Haz lo correcto: la visita de Spike Lee

Ayer en la noche me enteré de que Spike Lee iba a dar hoy una conferencia en la sala de la Cinemateca Nacional del Museo Bellas Artes. Se me hizo difícil creerlo, al principio, pero igual estuve ahí a las 10 de la mañana, sin prestarle demasiada atención a la tardanza, a lo mal improvisado del evento o a la impelable dosis de rojo-rojito característico de la mayoría de los eventos organizados por el gobierno. Esto poco importó frente a la impresión que me dejó la película o a la presencia posterior de tal director(azo).

Desde el comienzo y hasta el final, la película tiene una energía (aunque aquí me gusta más la palabra ‘vibra’) que atraviesa todas las situaciones entramadas en esta calle de un barrio de Brooklyn. Es una energía que proviene, en parte, de la música, en parte del humor, pero sobre todo, de los diálogos entre todos los personajes y del paso ágil, nunca atropellado, de una situación a otra. En la película se va construyendo un ritmo, mucho más que sobre el racismo, sobre la vida en este barrio, a la vez que son retratados los ritmos distintos de cada uno de los personajes. Así, la visión de Spike Lee muestra tales ritmos desacompasados a través de un tono de burla ‘refrescante’, pero también con la agudeza para asomar la incapacidad de varios personajes para comunicarse (recuerdo la escena en la que, con planos cerrados, se muestra a cada uno de los presentes en la pizzería gritándole a los demás, justo antes de que peleen) y el sinsabor que queda al final, sinsabor de egoísmo y sinsabor de imposibilidad.

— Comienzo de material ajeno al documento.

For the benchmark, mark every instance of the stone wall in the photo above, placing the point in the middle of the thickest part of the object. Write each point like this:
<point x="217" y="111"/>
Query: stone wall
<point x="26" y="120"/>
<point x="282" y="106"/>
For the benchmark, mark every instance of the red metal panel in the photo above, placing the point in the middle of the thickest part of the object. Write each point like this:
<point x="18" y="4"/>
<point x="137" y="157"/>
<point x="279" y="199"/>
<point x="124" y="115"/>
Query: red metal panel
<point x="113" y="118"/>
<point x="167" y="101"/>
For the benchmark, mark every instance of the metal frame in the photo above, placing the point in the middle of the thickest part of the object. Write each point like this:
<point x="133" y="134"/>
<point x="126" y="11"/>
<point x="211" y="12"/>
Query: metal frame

Luego, entre su espontaneidad, su franqueza y sus anécdotas, (contó una sobre la concepción y filmación del video de Michael Jackson “They Don’t Care About Us”) Spike Lee respondió las preguntas de algunos y, al anunciarse abruptamente el cierre de la conferencia por razones de horario, él se despidió exclamando “Fight the Power”, parte del coro de la canción que abre la película. Y así, repentinamente y casi como si nada, terminó el encuentro con Spike Lee del que apenas ahora empiezo a caer en cuenta de que efectivamente ocurrió.